天然岩体因其复杂的成岩过程而赋存大量裂隙和孔隙，岩体工程的失稳破坏通常是由其内部裂隙的扩展和贯通所引起。随着寒区岩体工程的增多，研究冻融环境下裂隙因素对岩体长期稳定性的影响变得尤为重要。鉴于此本文以不同倾角预制双裂隙岩石为主要研究对象，开展冻融循环后单轴压缩声发射试验和蠕变声发射试验，分析冻融次数和裂隙倾角对岩石的损伤特性、力学特性、蠕变特性及声发射特征的影响，研究损伤过程中b值和损伤变量演化规律，并对岩石蠕变破坏前兆差异进行了分析。主要研究内容和结论如下：

（1）为探究冻融循环和裂隙倾角对岩石的损伤特性、力学特性和声发射特性的影响，开展冻融循环试验和单轴压缩声发射试验，揭示宏观力学特性与声发射特性之间的联系，并建立基于声发射参数的损伤模型。研究结果表明：随着冻融循环次数的增加，岩石冻融损伤变量呈指数型增加；冻融循环和裂隙倾角的变化对岩石物理力学性能产生较大影响；声发射振铃计数和三维事件分布特征反映出岩石破裂过程；声发射b值整体保持上下波动状态，裂隙倾角的增大，引起b值在应力最高处更加密集；裂隙岩石的损伤过程分为3个阶段，冻融循环加速了岩石的初始损伤累积，裂隙倾角越大，损伤加速阶段的斜率越大。

（2）为探究冻融循环和裂隙倾角对岩石蠕变特性和破坏模式的影响，进行蠕变声发射试验。
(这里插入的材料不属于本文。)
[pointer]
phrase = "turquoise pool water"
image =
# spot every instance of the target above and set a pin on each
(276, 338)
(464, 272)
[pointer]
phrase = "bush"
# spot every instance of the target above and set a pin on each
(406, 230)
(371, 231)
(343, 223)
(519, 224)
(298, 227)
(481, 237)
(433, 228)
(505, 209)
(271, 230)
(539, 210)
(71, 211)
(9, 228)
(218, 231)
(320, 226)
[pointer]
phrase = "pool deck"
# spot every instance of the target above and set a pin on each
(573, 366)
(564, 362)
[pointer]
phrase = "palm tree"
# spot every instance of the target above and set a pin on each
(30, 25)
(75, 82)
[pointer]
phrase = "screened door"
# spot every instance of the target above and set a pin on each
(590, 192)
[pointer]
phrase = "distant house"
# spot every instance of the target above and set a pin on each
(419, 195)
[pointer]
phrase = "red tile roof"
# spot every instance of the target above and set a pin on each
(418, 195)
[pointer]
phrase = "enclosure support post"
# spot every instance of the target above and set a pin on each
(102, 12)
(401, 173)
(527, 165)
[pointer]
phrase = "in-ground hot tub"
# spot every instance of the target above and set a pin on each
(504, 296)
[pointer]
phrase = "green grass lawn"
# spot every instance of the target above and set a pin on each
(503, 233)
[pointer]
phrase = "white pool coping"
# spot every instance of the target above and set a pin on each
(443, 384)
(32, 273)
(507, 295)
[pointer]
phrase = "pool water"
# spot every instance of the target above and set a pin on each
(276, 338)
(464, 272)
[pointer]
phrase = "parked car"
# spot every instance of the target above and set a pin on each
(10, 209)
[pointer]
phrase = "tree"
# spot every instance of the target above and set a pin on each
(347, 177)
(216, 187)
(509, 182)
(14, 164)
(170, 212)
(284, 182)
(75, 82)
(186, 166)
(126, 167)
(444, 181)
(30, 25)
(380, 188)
试验结果表明：裂隙倾角的变化影响岩石的破坏模式；冻融循环作用加剧岩石表面的破裂，导致破坏裂纹增多；冻融循环和裂隙倾角的增大使岩石的蠕应变增加。稳态蠕变速率随着冻融循环次数的增加呈指数型增长，并且随着裂隙倾角的增大而变大。此外，岩石的长期强度会随着冻融循环次数的增加而快速降低，但裂隙倾角的增大则会提高岩石的长期强度。

（3）基于声发射技术，分析冻融作用下裂隙岩石蠕变过程中声发射参数及b值变化特征，研究岩石破坏声发射前兆特征。研究结果表明：振幅和AE能率的变化趋势反映了岩石破坏过程，能够体现出不同冻融次数和裂隙倾角之间的破坏差异。裂隙倾角的增大会使岩石蠕变过程中的裂纹扩展和贯通趋于稳定和连续，岩石稳定性增强。冻融循环的增加引起振幅和AE能率的提高，但随着应力加载等级的提升，这种影响逐渐趋于消散。声发射b值在减速和等速蠕变阶段呈上升趋势，进入加速蠕变阶段后则出现快速下降现象；冻融作用使岩石在减速蠕变阶段由小尺度破坏转变为大尺度破坏；双裂隙倾角的减小会降低岩石的稳定性，加快减速蠕变阶段的b值波动；预制裂隙的存在会使b值预测破坏时间点提前，而冻融循环作用则会使b值预测破坏时间点延后；声发射b值能够有效地预示岩石的失稳破坏，可作为一种有效的岩石蠕变破坏的前兆信息。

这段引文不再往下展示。